Antonio Susillo vivía en la popular Alameda de Hércules, cuando aún no había tráfico rodado, cuando en este lugar (primer parque publico de Europa) solo existía barro, tabernas y carruajes. Una mañana, cuando pasaeaba por el lugar la Infanta Luisa Fernanda de Orleans, observó en la puerta de una casa, un niño pequeño moldeando un trozo de barro. Tal fué la buena impresión que se llevó la Infanta que le costeó los estudios de arte.
Luego, Antonio, estudió en Paris y Roma, trabajando a los 20 años para la aristocracia europea, consolidándose como el escultor sevillano mas famoso de todos los tiempos.
Tuvo clientes como la Reina Isabel II o los Zar de Rusia. Aqui en Sevilla se quedaron obras suyas como las doce estatuas que coronan la fachada del Palacio de San Telmo, el Velázquez que hay en la Plaza del Duque, etc...
Cuenta la leyenda, que cuando le encargaron un Cristo para el Cementerio de la ciudad, Antonio se esmeró muchísimo en su talla, ya que se encontraba enormemente endeudao tras la trágica y polémica muerte de su mujer (derrochadora y manirrota, que ridiculizaba a los hombres en público). Se cuenta, que al montar la escultura, se dió cuenta que la había elaborado con las piernas al contrario (se puede ver un pié clavado en el madero de la cruz y otro en un apoyo). Antonio Susillo, al ver el fallo sintió tanta desolación y le afectó tanto que se ahorcó en su estudio.
En un principio el escultor sevillano fue enterrado junto al pintor Rocardo Villegas pero, treinta años después, el pueblo de Sevilla quiso rendirle homenaje enterrándolo bajo su última obra (y que le costó la vida). Dias después de su traslado al nuevo lugar (bajo el Cristo), sucedió algo realmente llamativo y que muchos sevillanos consideraron milagroso, y es que el Cristo lloraba .... miel.
El revuelo en la ciudad estaba servido y fue tema de conversación que traspasaba las fronteras de la propisa ciudad, tomando cartas en el asunto el propio Vaticano para investigar el asunto.

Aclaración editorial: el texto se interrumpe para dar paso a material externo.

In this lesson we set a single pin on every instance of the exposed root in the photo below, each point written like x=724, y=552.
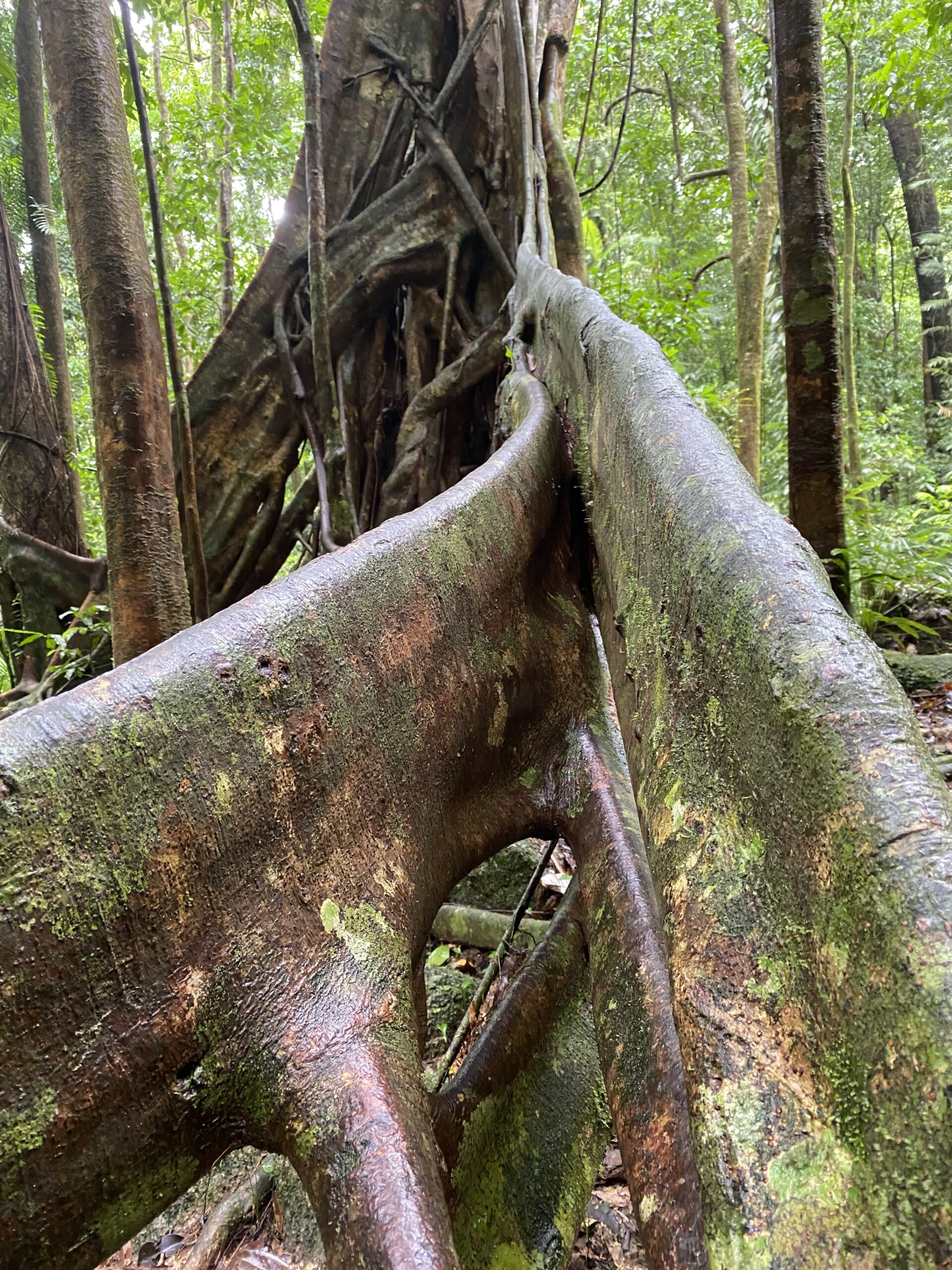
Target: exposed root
x=416, y=443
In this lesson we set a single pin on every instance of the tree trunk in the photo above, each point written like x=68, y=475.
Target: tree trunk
x=923, y=218
x=46, y=266
x=223, y=987
x=216, y=931
x=751, y=254
x=809, y=268
x=856, y=473
x=148, y=593
x=158, y=85
x=37, y=493
x=796, y=831
x=226, y=102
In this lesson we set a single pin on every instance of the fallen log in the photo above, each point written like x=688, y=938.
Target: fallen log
x=207, y=928
x=799, y=835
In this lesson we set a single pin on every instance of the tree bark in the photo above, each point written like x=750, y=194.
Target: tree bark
x=179, y=238
x=924, y=232
x=797, y=832
x=751, y=253
x=148, y=592
x=220, y=980
x=46, y=264
x=809, y=271
x=856, y=473
x=225, y=180
x=37, y=493
x=192, y=526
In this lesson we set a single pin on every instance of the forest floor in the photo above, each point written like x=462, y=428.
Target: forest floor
x=285, y=1235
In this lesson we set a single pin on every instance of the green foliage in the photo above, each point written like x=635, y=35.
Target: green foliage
x=648, y=233
x=656, y=232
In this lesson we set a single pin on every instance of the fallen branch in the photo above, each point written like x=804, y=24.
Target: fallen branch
x=709, y=175
x=463, y=59
x=592, y=85
x=296, y=389
x=316, y=226
x=198, y=573
x=225, y=1218
x=699, y=273
x=480, y=928
x=494, y=967
x=412, y=460
x=629, y=89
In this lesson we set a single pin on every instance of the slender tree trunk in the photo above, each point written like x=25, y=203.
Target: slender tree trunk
x=924, y=230
x=751, y=253
x=848, y=272
x=46, y=264
x=564, y=202
x=225, y=182
x=149, y=597
x=197, y=572
x=894, y=304
x=159, y=87
x=40, y=527
x=809, y=268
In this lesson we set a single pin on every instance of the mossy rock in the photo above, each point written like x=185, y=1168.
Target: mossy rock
x=448, y=996
x=301, y=1235
x=918, y=674
x=499, y=882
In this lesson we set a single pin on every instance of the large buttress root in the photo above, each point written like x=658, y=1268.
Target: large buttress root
x=524, y=1124
x=318, y=765
x=633, y=999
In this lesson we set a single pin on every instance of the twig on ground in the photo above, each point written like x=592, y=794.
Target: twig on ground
x=493, y=968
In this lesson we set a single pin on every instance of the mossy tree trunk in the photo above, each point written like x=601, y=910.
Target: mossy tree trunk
x=148, y=592
x=924, y=232
x=809, y=272
x=41, y=527
x=751, y=250
x=46, y=264
x=220, y=864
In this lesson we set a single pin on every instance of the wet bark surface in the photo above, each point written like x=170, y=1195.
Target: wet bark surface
x=46, y=266
x=221, y=863
x=40, y=522
x=148, y=592
x=797, y=831
x=924, y=232
x=281, y=1012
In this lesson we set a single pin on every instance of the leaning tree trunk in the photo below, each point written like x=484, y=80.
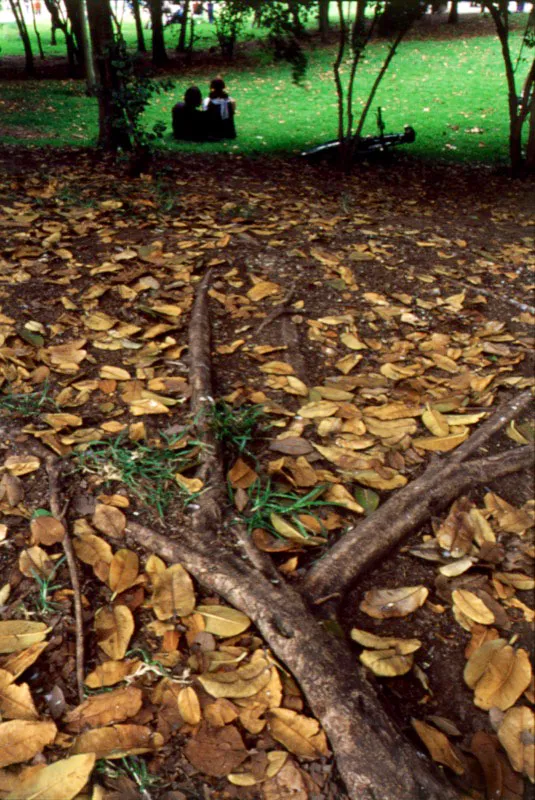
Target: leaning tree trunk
x=29, y=64
x=141, y=47
x=112, y=132
x=159, y=55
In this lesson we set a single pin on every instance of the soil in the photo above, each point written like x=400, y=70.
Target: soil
x=408, y=235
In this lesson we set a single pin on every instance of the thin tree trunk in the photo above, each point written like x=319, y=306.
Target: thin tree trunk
x=159, y=55
x=141, y=46
x=29, y=64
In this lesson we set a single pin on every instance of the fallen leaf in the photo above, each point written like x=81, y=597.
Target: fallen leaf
x=386, y=603
x=299, y=734
x=439, y=746
x=64, y=778
x=21, y=740
x=223, y=621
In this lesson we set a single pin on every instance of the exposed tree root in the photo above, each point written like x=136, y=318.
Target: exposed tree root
x=441, y=483
x=53, y=469
x=373, y=758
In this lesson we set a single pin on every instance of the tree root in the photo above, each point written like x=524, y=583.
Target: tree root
x=53, y=469
x=373, y=758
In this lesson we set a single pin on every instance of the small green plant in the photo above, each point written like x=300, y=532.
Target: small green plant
x=236, y=427
x=132, y=767
x=27, y=404
x=44, y=588
x=147, y=469
x=265, y=500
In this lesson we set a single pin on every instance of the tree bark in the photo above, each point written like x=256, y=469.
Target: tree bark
x=159, y=55
x=141, y=47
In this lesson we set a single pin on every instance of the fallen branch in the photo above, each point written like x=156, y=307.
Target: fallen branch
x=53, y=469
x=373, y=758
x=442, y=482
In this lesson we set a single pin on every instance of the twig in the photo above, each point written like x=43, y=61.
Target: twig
x=277, y=312
x=53, y=469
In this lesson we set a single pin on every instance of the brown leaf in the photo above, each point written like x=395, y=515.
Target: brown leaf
x=216, y=752
x=386, y=603
x=299, y=734
x=101, y=709
x=21, y=740
x=114, y=627
x=46, y=530
x=173, y=593
x=109, y=520
x=64, y=778
x=124, y=568
x=439, y=746
x=117, y=741
x=498, y=674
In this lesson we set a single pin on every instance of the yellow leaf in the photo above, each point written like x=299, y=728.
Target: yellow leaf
x=64, y=778
x=124, y=568
x=223, y=620
x=386, y=603
x=173, y=593
x=435, y=422
x=114, y=627
x=439, y=746
x=189, y=706
x=441, y=444
x=299, y=734
x=118, y=741
x=516, y=735
x=22, y=739
x=473, y=607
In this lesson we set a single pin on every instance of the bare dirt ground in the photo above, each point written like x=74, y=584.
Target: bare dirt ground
x=331, y=296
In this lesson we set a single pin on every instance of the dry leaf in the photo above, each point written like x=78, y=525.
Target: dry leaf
x=439, y=746
x=124, y=568
x=21, y=740
x=299, y=734
x=498, y=674
x=109, y=520
x=102, y=709
x=18, y=634
x=223, y=621
x=117, y=741
x=517, y=736
x=114, y=628
x=188, y=705
x=64, y=778
x=173, y=593
x=386, y=603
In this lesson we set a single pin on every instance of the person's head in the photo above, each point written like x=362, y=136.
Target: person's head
x=217, y=88
x=193, y=97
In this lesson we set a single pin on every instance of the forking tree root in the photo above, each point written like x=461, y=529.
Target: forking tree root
x=372, y=756
x=54, y=470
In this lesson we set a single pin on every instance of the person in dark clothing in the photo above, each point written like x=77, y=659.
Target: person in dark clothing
x=188, y=119
x=219, y=109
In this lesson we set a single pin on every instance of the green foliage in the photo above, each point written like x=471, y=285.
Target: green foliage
x=236, y=427
x=28, y=404
x=147, y=469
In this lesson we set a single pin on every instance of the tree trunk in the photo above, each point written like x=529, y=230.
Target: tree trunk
x=141, y=47
x=29, y=65
x=159, y=56
x=453, y=18
x=323, y=18
x=112, y=134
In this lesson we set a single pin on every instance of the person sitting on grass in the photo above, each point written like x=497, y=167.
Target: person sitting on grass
x=219, y=109
x=188, y=119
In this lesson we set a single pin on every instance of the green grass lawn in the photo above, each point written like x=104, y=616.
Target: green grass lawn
x=452, y=91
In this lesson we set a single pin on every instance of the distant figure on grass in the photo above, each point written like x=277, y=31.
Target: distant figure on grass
x=188, y=119
x=219, y=109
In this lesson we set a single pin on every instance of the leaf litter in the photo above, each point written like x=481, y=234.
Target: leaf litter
x=400, y=365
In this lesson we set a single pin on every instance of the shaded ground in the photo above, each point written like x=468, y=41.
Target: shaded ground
x=423, y=275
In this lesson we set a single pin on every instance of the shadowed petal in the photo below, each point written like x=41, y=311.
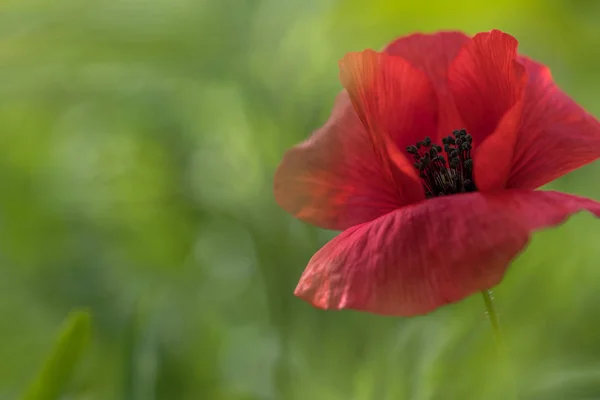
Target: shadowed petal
x=487, y=84
x=429, y=254
x=431, y=53
x=397, y=105
x=333, y=180
x=556, y=135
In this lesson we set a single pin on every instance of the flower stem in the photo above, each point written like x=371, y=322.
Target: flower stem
x=502, y=353
x=489, y=305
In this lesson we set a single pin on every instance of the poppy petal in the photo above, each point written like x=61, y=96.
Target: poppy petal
x=332, y=180
x=557, y=136
x=436, y=252
x=397, y=105
x=431, y=53
x=486, y=82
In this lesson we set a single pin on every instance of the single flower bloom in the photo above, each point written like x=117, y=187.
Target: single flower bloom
x=429, y=164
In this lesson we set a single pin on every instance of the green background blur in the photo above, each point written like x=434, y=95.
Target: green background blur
x=139, y=140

La conclusion fue tan real como directa; realmente el Cristo emanaba miel por la boca, a causa de un hueco que le había dejao el escultor (muerto cuarenta años antes) para que la obra pesara menos. Tal hueco fue invadido por unas abejas que construyeron su particular colonia. Así cuando el calor apretaba y el bronce se calentaba, la miel salía por la boca de dicho Cristo.
No hubo milagro, pero al la talla se le quedó para siempre el nombre del Cristo de las Mieles.